News Corp.’s BSkyB (NYSE: BSY) confirmed it has bought UK WiFi network The Cloud from its investor, DFJ Esprit, “to allow easy access to Sky content on multiple devices in and out of home”.
Announcing higher earnings on Thursday, the satcaster/telco/ISP said The Cloud “complements (our) existing broadband and mobile services“. No acquisition price was given.
As GSM telcos tighten mobile internet tariffs in ways that may make long video consumption prohibitive, The Cloud, which has 50,000 WiFi hotspots in Britain, will be a backbone Sky will use to deliver its TV services to customers on mobiles and tablets.
It is now approaching those devices in a strategy it’s calling “Sky Anywhere“, which leads on letting Sky subscribers watch their TV bouquets whilst wireless.

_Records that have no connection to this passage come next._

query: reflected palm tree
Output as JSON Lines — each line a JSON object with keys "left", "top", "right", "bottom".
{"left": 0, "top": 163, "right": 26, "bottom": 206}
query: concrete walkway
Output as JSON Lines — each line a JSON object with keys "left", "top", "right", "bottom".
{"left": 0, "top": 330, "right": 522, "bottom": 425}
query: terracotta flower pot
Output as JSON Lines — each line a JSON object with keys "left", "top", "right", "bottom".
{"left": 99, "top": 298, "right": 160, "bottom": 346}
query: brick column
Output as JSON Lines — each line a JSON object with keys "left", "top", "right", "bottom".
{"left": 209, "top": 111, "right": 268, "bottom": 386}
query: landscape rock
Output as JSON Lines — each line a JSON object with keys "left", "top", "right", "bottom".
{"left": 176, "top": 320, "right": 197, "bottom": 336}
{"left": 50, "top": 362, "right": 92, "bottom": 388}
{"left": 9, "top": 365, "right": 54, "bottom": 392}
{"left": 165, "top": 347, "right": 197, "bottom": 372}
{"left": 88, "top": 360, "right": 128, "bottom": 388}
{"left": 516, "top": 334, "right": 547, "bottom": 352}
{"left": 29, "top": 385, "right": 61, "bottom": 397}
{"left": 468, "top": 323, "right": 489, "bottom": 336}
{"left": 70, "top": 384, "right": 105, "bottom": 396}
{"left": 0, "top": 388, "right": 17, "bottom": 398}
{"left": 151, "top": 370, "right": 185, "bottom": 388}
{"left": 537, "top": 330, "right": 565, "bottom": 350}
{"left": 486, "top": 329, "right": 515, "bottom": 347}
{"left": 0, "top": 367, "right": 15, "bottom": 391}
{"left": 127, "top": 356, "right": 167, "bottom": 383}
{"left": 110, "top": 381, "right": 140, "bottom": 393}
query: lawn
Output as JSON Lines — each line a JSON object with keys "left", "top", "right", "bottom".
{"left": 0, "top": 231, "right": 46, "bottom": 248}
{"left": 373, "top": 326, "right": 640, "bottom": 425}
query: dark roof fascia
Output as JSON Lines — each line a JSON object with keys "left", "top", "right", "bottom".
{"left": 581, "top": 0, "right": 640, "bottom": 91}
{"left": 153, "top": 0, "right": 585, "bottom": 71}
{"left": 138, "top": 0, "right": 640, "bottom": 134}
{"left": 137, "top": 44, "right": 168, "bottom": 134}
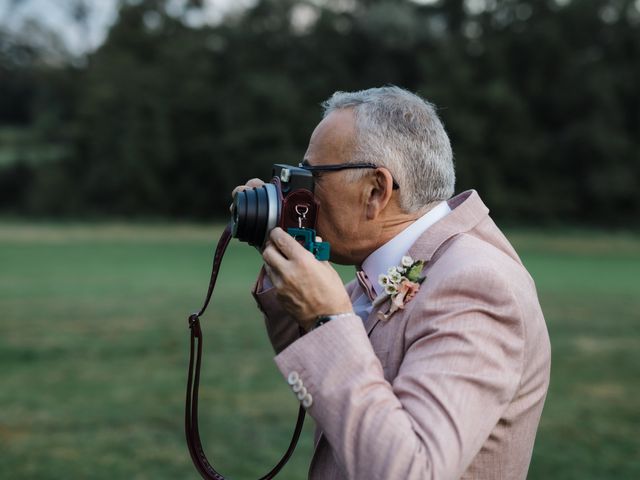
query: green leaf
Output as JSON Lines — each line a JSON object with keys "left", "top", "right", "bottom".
{"left": 405, "top": 260, "right": 425, "bottom": 282}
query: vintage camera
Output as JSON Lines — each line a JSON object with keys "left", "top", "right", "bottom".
{"left": 231, "top": 164, "right": 330, "bottom": 260}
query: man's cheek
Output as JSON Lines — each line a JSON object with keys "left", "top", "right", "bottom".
{"left": 316, "top": 218, "right": 329, "bottom": 241}
{"left": 319, "top": 213, "right": 339, "bottom": 241}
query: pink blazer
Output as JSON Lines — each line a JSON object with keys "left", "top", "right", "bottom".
{"left": 253, "top": 190, "right": 551, "bottom": 479}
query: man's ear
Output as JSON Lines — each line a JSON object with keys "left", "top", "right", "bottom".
{"left": 365, "top": 168, "right": 395, "bottom": 220}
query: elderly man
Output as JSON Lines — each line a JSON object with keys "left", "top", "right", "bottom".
{"left": 236, "top": 86, "right": 551, "bottom": 479}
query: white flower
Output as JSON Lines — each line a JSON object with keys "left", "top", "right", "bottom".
{"left": 384, "top": 284, "right": 398, "bottom": 295}
{"left": 389, "top": 271, "right": 402, "bottom": 284}
{"left": 377, "top": 257, "right": 427, "bottom": 322}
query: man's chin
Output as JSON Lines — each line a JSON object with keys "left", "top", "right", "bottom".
{"left": 328, "top": 250, "right": 358, "bottom": 266}
{"left": 330, "top": 257, "right": 353, "bottom": 266}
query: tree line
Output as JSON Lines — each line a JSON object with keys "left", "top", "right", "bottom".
{"left": 0, "top": 0, "right": 638, "bottom": 225}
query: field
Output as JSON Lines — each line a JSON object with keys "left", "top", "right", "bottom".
{"left": 1, "top": 223, "right": 639, "bottom": 479}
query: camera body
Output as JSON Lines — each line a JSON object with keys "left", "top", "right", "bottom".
{"left": 231, "top": 164, "right": 330, "bottom": 260}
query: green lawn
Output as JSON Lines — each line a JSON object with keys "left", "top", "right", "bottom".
{"left": 1, "top": 223, "right": 638, "bottom": 479}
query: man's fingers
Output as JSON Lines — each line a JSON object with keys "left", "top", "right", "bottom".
{"left": 262, "top": 263, "right": 280, "bottom": 287}
{"left": 231, "top": 178, "right": 265, "bottom": 199}
{"left": 231, "top": 185, "right": 249, "bottom": 198}
{"left": 269, "top": 228, "right": 309, "bottom": 260}
{"left": 262, "top": 242, "right": 288, "bottom": 274}
{"left": 246, "top": 178, "right": 265, "bottom": 188}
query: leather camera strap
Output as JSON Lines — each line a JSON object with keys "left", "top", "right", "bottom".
{"left": 186, "top": 222, "right": 306, "bottom": 480}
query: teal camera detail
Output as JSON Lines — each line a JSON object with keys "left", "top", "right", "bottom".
{"left": 287, "top": 228, "right": 330, "bottom": 261}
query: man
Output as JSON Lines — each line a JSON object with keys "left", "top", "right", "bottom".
{"left": 234, "top": 86, "right": 551, "bottom": 479}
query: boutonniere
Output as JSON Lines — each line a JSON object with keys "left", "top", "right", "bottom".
{"left": 376, "top": 256, "right": 426, "bottom": 321}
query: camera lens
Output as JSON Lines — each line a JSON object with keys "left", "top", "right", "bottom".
{"left": 231, "top": 183, "right": 279, "bottom": 247}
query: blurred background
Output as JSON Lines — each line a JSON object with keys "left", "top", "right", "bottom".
{"left": 0, "top": 0, "right": 638, "bottom": 478}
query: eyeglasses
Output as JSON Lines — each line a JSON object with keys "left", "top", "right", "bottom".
{"left": 298, "top": 162, "right": 400, "bottom": 190}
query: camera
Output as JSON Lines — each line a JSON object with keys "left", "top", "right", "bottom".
{"left": 231, "top": 164, "right": 330, "bottom": 260}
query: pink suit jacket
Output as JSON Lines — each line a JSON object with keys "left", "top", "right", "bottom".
{"left": 253, "top": 190, "right": 551, "bottom": 480}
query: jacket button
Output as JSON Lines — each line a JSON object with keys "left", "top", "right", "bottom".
{"left": 302, "top": 393, "right": 313, "bottom": 408}
{"left": 287, "top": 371, "right": 300, "bottom": 385}
{"left": 296, "top": 387, "right": 307, "bottom": 400}
{"left": 292, "top": 379, "right": 304, "bottom": 392}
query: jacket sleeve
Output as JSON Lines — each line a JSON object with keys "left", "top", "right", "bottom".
{"left": 272, "top": 264, "right": 525, "bottom": 480}
{"left": 252, "top": 267, "right": 301, "bottom": 354}
{"left": 252, "top": 268, "right": 360, "bottom": 355}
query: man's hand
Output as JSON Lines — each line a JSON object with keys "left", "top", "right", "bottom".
{"left": 262, "top": 227, "right": 353, "bottom": 332}
{"left": 230, "top": 178, "right": 264, "bottom": 211}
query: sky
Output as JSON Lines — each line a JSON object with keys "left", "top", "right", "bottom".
{"left": 0, "top": 0, "right": 257, "bottom": 55}
{"left": 1, "top": 0, "right": 445, "bottom": 56}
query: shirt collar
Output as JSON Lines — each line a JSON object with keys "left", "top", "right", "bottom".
{"left": 361, "top": 201, "right": 451, "bottom": 297}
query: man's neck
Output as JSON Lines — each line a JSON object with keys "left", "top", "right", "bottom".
{"left": 353, "top": 202, "right": 439, "bottom": 268}
{"left": 372, "top": 202, "right": 439, "bottom": 250}
{"left": 358, "top": 200, "right": 452, "bottom": 295}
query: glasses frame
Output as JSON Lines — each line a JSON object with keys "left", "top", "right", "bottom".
{"left": 298, "top": 162, "right": 399, "bottom": 190}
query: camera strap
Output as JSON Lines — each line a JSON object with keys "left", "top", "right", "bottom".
{"left": 186, "top": 222, "right": 306, "bottom": 480}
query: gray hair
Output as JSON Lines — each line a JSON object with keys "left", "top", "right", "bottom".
{"left": 321, "top": 86, "right": 455, "bottom": 213}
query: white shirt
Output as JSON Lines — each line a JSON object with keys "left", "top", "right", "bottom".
{"left": 353, "top": 201, "right": 451, "bottom": 321}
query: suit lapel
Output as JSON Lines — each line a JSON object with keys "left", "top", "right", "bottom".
{"left": 363, "top": 190, "right": 490, "bottom": 335}
{"left": 365, "top": 305, "right": 383, "bottom": 336}
{"left": 407, "top": 190, "right": 489, "bottom": 262}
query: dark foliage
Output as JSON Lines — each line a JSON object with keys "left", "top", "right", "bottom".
{"left": 0, "top": 0, "right": 638, "bottom": 225}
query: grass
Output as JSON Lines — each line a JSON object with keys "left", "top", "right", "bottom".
{"left": 0, "top": 223, "right": 639, "bottom": 479}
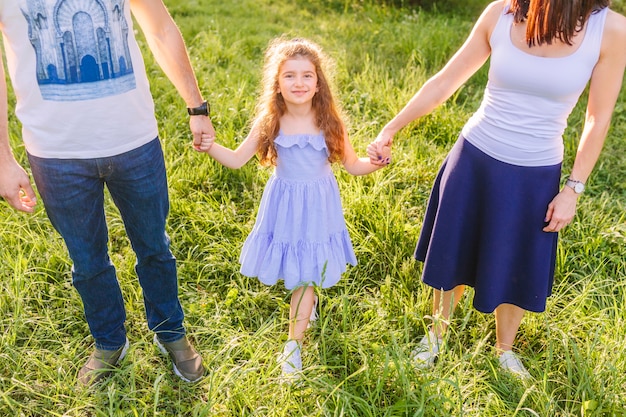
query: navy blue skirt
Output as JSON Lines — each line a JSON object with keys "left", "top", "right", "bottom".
{"left": 414, "top": 137, "right": 561, "bottom": 313}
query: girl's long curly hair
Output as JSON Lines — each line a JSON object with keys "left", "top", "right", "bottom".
{"left": 509, "top": 0, "right": 610, "bottom": 46}
{"left": 254, "top": 38, "right": 345, "bottom": 166}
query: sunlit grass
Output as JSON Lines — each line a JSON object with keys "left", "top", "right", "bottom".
{"left": 1, "top": 0, "right": 625, "bottom": 415}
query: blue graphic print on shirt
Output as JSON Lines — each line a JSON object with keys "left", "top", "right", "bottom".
{"left": 19, "top": 0, "right": 136, "bottom": 101}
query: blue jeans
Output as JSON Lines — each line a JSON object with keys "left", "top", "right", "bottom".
{"left": 28, "top": 138, "right": 185, "bottom": 350}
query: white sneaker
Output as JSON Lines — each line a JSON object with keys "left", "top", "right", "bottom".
{"left": 411, "top": 330, "right": 442, "bottom": 369}
{"left": 278, "top": 340, "right": 302, "bottom": 377}
{"left": 499, "top": 350, "right": 531, "bottom": 379}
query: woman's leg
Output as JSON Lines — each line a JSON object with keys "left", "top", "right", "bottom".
{"left": 494, "top": 303, "right": 525, "bottom": 352}
{"left": 413, "top": 285, "right": 465, "bottom": 367}
{"left": 494, "top": 303, "right": 530, "bottom": 377}
{"left": 431, "top": 285, "right": 465, "bottom": 336}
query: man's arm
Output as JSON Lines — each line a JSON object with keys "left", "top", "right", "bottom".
{"left": 129, "top": 0, "right": 215, "bottom": 149}
{"left": 0, "top": 49, "right": 37, "bottom": 213}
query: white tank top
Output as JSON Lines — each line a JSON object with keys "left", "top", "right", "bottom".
{"left": 0, "top": 0, "right": 158, "bottom": 159}
{"left": 461, "top": 6, "right": 608, "bottom": 167}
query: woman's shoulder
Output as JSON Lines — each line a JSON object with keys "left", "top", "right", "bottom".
{"left": 487, "top": 0, "right": 508, "bottom": 12}
{"left": 473, "top": 1, "right": 508, "bottom": 35}
{"left": 602, "top": 9, "right": 626, "bottom": 53}
{"left": 605, "top": 9, "right": 626, "bottom": 36}
{"left": 483, "top": 0, "right": 508, "bottom": 18}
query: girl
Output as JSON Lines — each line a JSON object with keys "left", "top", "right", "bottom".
{"left": 369, "top": 0, "right": 626, "bottom": 377}
{"left": 197, "top": 37, "right": 390, "bottom": 377}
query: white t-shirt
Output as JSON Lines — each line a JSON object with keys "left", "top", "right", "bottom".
{"left": 0, "top": 0, "right": 158, "bottom": 158}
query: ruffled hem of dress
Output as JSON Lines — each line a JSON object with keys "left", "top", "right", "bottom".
{"left": 239, "top": 229, "right": 357, "bottom": 289}
{"left": 275, "top": 133, "right": 328, "bottom": 153}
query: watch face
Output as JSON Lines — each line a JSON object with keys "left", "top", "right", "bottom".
{"left": 574, "top": 183, "right": 584, "bottom": 193}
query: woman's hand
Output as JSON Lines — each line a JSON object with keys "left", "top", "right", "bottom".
{"left": 543, "top": 187, "right": 579, "bottom": 232}
{"left": 367, "top": 132, "right": 394, "bottom": 166}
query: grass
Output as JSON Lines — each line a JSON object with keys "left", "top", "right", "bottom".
{"left": 1, "top": 0, "right": 625, "bottom": 415}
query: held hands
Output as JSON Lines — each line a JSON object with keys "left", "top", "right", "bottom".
{"left": 190, "top": 115, "right": 216, "bottom": 152}
{"left": 367, "top": 132, "right": 394, "bottom": 166}
{"left": 376, "top": 144, "right": 392, "bottom": 166}
{"left": 543, "top": 187, "right": 579, "bottom": 232}
{"left": 197, "top": 133, "right": 216, "bottom": 152}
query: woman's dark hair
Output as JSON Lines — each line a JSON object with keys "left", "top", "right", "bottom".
{"left": 509, "top": 0, "right": 610, "bottom": 46}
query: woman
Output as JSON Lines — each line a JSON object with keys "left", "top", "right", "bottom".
{"left": 368, "top": 0, "right": 626, "bottom": 377}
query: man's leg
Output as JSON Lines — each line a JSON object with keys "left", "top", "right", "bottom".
{"left": 28, "top": 153, "right": 128, "bottom": 351}
{"left": 105, "top": 139, "right": 185, "bottom": 341}
{"left": 105, "top": 139, "right": 204, "bottom": 382}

It had already offered some subscription channels to iPhone and iPad as a distinct pay-for service, but now wants to align these offerings with its core subscription proposition.
BSkyB is also doing a Sky News iPad app it says is “ground-breaking”, with live video, real-time updates and available to new and existing customers. Pricepoint?: “To be confirmed, nearer to launch.”
DFJ Esprit had owned 26 percent of The Cloud. All investors had owned 75 percent.
Earnings…
Behind this week’s headlines about soccer sexism, News Of The World phone hacking and a full News Corp (NSDQ: NWS) takeover, BSkyB is a business success story.
Autumn-and-winter operating profit jumped 26 percent from last year to £520 ($824.1) million, on 15 percent better revenue of £3.18 ($5.03) billion.
This winter, it added more broadband customers than ever – 204,000 – taking it beyond three million.
A quarter of customers now take Sky TV, broadband and phone.
SkyBet is going great guns – it made £21 ($33.29) million from an average 100,000 weekly gamblers in the second half of 2010.
Sky’s increasing its half-year interim dividend by 11 percent.
But its TV VOD play, Sky Anytime+, has so far made few waves.